Roberta Lawson (née Campbell, October 31, 1878, Alluwe, Indian Territory – December 31, 1940, Tulsa, Oklahoma) was a Lenape-Scots-Irish activist, community organizer, and musician. During World War I, she was the head of the Women's Division of the Oklahoma Council of Defense. She was president of the Oklahoma State Federation of Women's Clubs, organized to support community welfare and educational goals. As music chairman of the General Federation of Women's Clubs, in 1926, she wrote Indian Music Programs for clubs and special days of celebration. In 1935 she was elected president of the General Federation. She served a three-year term leading its two million members to work toward "uniform marriage and divorce laws, birth control, and civic service."

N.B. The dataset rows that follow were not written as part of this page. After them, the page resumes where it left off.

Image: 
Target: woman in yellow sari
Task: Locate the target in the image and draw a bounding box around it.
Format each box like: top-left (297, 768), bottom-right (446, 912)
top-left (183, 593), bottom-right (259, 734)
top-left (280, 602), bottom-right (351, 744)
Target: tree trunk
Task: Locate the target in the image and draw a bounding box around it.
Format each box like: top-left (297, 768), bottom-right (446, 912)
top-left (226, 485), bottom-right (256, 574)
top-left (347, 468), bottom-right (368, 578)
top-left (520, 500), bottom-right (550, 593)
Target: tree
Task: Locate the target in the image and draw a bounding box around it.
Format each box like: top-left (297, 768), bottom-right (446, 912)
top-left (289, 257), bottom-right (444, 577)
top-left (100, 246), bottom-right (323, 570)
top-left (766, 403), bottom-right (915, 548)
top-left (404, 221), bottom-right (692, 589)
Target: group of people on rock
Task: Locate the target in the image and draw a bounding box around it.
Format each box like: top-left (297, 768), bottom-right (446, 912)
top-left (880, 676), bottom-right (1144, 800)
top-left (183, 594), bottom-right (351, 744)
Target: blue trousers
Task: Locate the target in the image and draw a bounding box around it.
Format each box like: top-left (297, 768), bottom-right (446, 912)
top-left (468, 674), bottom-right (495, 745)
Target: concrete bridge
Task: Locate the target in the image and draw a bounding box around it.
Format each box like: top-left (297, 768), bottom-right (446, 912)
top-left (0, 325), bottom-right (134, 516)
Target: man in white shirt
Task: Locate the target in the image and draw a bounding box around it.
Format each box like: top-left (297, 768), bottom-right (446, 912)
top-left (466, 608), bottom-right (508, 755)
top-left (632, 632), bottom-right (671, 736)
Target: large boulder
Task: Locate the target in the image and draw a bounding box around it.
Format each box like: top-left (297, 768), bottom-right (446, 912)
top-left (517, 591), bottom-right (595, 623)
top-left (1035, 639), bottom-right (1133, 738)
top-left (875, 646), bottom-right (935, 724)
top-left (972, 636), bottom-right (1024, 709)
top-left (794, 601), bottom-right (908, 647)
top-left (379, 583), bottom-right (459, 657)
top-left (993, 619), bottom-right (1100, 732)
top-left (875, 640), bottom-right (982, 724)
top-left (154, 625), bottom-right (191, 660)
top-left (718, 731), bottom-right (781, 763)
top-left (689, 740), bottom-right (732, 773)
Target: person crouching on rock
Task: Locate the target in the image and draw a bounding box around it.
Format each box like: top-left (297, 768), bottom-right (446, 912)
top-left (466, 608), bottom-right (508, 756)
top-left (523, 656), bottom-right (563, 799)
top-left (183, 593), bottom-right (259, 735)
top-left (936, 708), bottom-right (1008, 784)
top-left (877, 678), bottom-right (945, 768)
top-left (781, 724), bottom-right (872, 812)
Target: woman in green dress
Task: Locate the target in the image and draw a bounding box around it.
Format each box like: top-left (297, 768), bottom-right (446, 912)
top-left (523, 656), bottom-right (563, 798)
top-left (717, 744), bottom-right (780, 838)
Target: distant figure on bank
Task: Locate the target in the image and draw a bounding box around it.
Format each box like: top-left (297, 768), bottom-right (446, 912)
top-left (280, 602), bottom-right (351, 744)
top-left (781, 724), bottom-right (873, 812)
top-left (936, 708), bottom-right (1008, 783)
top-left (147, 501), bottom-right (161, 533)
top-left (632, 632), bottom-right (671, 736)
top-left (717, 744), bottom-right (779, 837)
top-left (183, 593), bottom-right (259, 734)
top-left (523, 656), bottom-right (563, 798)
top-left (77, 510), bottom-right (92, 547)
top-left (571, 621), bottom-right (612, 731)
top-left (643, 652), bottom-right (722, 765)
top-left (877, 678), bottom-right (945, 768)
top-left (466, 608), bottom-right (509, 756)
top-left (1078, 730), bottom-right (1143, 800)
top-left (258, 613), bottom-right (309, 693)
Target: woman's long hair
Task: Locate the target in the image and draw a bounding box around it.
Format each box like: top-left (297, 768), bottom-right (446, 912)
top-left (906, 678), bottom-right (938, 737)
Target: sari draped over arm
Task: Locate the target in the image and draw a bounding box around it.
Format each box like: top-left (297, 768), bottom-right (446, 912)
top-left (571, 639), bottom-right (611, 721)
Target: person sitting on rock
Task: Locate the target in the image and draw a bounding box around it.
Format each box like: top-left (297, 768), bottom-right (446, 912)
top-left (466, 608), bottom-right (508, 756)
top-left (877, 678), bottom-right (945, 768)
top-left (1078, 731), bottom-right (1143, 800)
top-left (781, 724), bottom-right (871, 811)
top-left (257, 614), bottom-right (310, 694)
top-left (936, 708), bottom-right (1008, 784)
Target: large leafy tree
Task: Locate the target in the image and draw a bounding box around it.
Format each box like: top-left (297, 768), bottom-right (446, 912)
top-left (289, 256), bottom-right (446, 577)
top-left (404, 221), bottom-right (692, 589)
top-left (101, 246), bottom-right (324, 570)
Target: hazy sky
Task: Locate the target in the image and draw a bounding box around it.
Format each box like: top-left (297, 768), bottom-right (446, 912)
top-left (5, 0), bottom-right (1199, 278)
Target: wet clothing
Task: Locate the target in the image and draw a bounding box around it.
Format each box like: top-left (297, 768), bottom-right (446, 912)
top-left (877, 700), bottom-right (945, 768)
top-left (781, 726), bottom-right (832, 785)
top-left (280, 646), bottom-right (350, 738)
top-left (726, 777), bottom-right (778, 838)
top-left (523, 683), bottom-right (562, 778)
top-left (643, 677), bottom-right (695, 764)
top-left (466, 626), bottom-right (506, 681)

==Early life and education==
Born Roberta E. Campbell, she was the daughter of Emeline Johhnycake, a Lenape and daughter of Charles Johnnycake, the last Lenape chief, and John Edward Campbell, of Scots-Irish descent from Virginia. Her father had migrated to Oklahoma after the American Civil War and became a successful trader. Roberta learned from both sides of her family; she was tutored at home and later attended a seminary and Hardin College in Missouri. She learned Lenape chants and music from her mother and maternal grandfather, Charles, which later inspired her compositions.

==Marriage and family==
In 1901 she married Eugene Lawson (d. 1931), an attorney who had settled in Nowata, Indian Territory. He also worked in banking and the oil industry. They had one son together, Edward Campbell Lawson, born in 1905. Later they moved to Tulsa, Oklahoma, where he founded an oil company. After his father's death, the younger Lawson became president of their Tulsa-based Lawson Petroleum Company.

==Civic career==
When Lawson returned from college, she wanted to form new clubs that were all about friendship and culture. Lawson became active in women's clubs organized to address social and community needs. In 1903 she became president of the Nowata Women's Club, and by 1917 was elected to a term to the Oklahoma State Federation of Women's Clubs. The following year, she became active in the General Federation of Women's Clubs, where she held several offices, including music chairman. During that time, she wrote compositions for Indian Music Programs for clubs and Special Music Days (1926). While she served as president from 1935 to 1938, she led the General Federation's two million members in goals of "uniform marriage and divorce laws, birth control, and civic service."

Her local and regional leadership earned Lawson recognition and new challenges at the state and national levels. During World War I, she was appointed by the Oklahoma governor as head of the Women's Division of the Oklahoma Council of Defense. During the Great Depression and the administration of President Franklin D. Roosevelt, Lawson was selected for Eleanor Roosevelt's National Committee for the Mobilization for Human Needs (1933–1934).

Lawson served as the director of the Oklahoma Historical Society, as a member of the Board of Regents for Oklahoma College for Women (now the University of Science and Arts of Oklahoma) in Chickasha, and as a member of the board of trustees of the University of Tulsa. She also belonged to local music and women's clubs in Tulsa and the city's First Presbyterian Church, as well as the Daughters of the American Revolution, a heritage organization. Lawson died because of leukemia on December 31, 1940, and was later buried in Tulsa's Memorial Park Cemetery. In her life, Lawson is remembered for spending 35 years total in club work, and changing her communities such as Tulsa, Nowata, and in general Oklahoma for the better.

==Legacy and honors==
- 1935, inducted into Oklahoma Women's Hall of Fame.
- Lawson was one of the four women inducted into the American Indian Hall of Fame, and her bronze bust is included among the 41 displayed at Anadarko, Oklahoma.